There's been a loading indicator in gmail since at least the first whitespace-y redesign (2011? 2012?)
Now we have a loading indicator and an animated image for the user to watch the progress as they need that.
Why can't it continue loading in the background after it shows the first screen?
It took over 20 seconds for the compose Window to pop up today.

Yes it was the first time on load, but why did Gmail take 30 seconds to load before it was usable? Why did a website take as long to load as my entire OS? 32GB of RAM, 4+4 cores, what the hell is going on?

I just tested again, 34 seconds from hitting enter at "gmail.com" to getting a compose window loaded.

Gmail used to be lightening fast, an example of what an amazing HTML5 webapp could be. Now it is a joke.

Just tried it myself and it took 10 seconds.
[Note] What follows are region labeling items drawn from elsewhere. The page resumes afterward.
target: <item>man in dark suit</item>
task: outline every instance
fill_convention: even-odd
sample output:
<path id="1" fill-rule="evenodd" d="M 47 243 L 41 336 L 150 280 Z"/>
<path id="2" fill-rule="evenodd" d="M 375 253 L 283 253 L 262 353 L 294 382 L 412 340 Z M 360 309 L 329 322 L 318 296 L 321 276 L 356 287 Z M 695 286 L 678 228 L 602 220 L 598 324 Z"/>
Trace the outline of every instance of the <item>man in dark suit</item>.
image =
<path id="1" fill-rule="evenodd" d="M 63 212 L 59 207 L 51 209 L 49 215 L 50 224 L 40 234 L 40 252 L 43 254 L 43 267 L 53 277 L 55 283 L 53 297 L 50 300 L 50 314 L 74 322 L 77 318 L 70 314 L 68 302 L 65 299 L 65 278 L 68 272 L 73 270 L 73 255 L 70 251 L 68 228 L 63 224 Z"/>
That still seems far too long.
Some changes are just bad and will inevitably need to be fixed. e.g. Windows Vista & (IMHO) New Reddit
Indeed. And it's not only websites, either.

Consider all the people who still use sysvinit and (a fork of) GNOME 2. (Yes, I think many who oppose systemd do so because of the UI change.) And consider the much larger group that initially opposed that were strong opponents for a while but have now moved on.

At least systemd made things objectively faster!
Yes, the moving ratchet of web bloat. It will be a new normal, true. It will still be shit.
I may be over generalizing but this is so true. The same People will yearn for the existing UI when you Google updates it six months down the line.
> I may be over generalizing but this is so true.

may be the existing UI works fine, and having invested the effort in using it only to be forced to abandon it once again.

Imagine if a car manufacturer keeps changing the wheel and the pedals around.

You have a good point, which is that cars have a horrible UI. One of the most important requirements is the ability to brake fast in an emergency, yet the UI requires you to physically move your foot to another pedal before you can even start to brake.

Why don't they change the UI, then? Mostly because of regulations, I think. It's unclear to me whether bringing a new driving UI to the market would be horribly difficult, costly and risky, or just plain impossible.

While you and a million others might not like the new $webapp UI, it's still a good thing that they can and do get changed. Especially in this case considering you can start using any email client anytime if you don't like the web UI.

Considering Gmail takes seconds to load now (250Mbit link, Ryzen 8core, 32 GB RAM), I don't see myself using Gmail if they upgrade in the same fashion in 6 months.